VEGF expression was observed in 30 of the patients (57.7%). The microvessel count was significantly higher (p = 0.007), and the apoptotic index was significantly lower (p < 0.0001) in the SCC with VEGF expression than in the SCC without it, but no significant difference was observed in the Ki-67 LI between these groups. There was an inverse correlation between the microvessel count and the apoptotic index (p = 0.007). In the clinicopathologic factors, histologic venous invasion of cancer cells (p = 0.039) and lymph node metastasis (p = 0.049) were significantly correlated with VEGF expression. The survival rate after curative surgery was better in the patients without VEGF expression (p < 0.05), and distant organ metastasis after surgery was frequently observed in the patients with VEGF expression (p = 0.023).
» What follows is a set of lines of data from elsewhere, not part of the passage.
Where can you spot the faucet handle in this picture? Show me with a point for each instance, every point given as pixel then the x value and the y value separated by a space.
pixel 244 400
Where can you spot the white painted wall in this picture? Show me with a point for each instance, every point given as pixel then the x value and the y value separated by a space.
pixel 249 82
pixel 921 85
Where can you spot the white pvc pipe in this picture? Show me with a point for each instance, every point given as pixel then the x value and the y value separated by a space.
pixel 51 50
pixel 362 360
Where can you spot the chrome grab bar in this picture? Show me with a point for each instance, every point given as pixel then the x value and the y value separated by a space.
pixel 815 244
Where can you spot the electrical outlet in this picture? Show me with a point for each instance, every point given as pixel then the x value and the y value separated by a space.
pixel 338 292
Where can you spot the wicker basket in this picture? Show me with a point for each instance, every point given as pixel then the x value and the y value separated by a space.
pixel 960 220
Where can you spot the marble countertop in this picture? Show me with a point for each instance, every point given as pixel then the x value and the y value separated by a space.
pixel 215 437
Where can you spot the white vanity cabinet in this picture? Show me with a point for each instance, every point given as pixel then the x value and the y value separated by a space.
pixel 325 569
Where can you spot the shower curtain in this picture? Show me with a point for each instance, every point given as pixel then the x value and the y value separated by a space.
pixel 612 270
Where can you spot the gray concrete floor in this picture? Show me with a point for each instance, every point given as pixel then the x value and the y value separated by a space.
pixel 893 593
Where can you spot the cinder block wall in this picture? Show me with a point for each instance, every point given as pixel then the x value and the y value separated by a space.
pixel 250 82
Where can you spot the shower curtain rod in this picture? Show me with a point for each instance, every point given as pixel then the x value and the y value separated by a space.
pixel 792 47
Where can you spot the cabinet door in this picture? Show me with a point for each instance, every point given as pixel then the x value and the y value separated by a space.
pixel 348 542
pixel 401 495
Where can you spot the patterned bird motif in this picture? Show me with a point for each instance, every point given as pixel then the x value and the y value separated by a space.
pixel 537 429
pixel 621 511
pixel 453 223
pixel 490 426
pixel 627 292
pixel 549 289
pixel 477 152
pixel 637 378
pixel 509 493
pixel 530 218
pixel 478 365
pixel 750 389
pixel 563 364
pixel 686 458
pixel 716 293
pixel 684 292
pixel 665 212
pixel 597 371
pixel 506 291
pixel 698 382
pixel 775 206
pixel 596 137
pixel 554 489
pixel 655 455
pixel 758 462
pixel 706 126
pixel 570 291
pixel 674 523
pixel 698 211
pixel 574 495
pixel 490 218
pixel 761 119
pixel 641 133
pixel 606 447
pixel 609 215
These results suggest that VEGF expression is associated with angiogenesis in esophageal SCC, and may be a prognostic factor in patients with esophageal SCC. Furthermore, apoptosis may be influenced by angiogenesis in esophageal SCC.
背景/目的:血管内皮生长因子(VEGF)在肿瘤血管生成中起关键作用。本研究旨在阐明VEGF表达在食管鳞状细胞癌(SCC)中的意义。
对52例食管SCC患者术后的组织样本进行取材。采用免疫组织化学方法检测这些SCC中VEGF的表达。对肿瘤中VIII因子相关抗原染色的微血管进行计数。用MIB-1对增殖标志物Ki-67抗原进行免疫染色,并进行末端脱氧核苷酸转移酶介导的脱氧尿苷三磷酸生物素缺口末端标记以评估细胞凋亡。然后计算Ki-67标记指数(LI)和凋亡指数。
30例患者(57.7%)观察到VEGF表达。VEGF表达阳性的SCC微血管计数显著更高(p = 0.007),凋亡指数显著更低(p < 0.0001),但两组间Ki-67 LI无显著差异。微血管计数与凋亡指数呈负相关(p = 0.007)。在临床病理因素中,癌细胞的组织学静脉侵犯(p = 0.039)和淋巴结转移(p = 0.049)与VEGF表达显著相关。VEGF表达阴性患者根治性手术后的生存率更高(p < 0.05),VEGF表达阳性患者术后远处器官转移更为常见(p = 0.023)。
这些结果表明VEGF表达与食管SCC的血管生成相关,可能是食管SCC患者的一个预后因素。此外,食管SCC中的细胞凋亡可能受血管生成影响。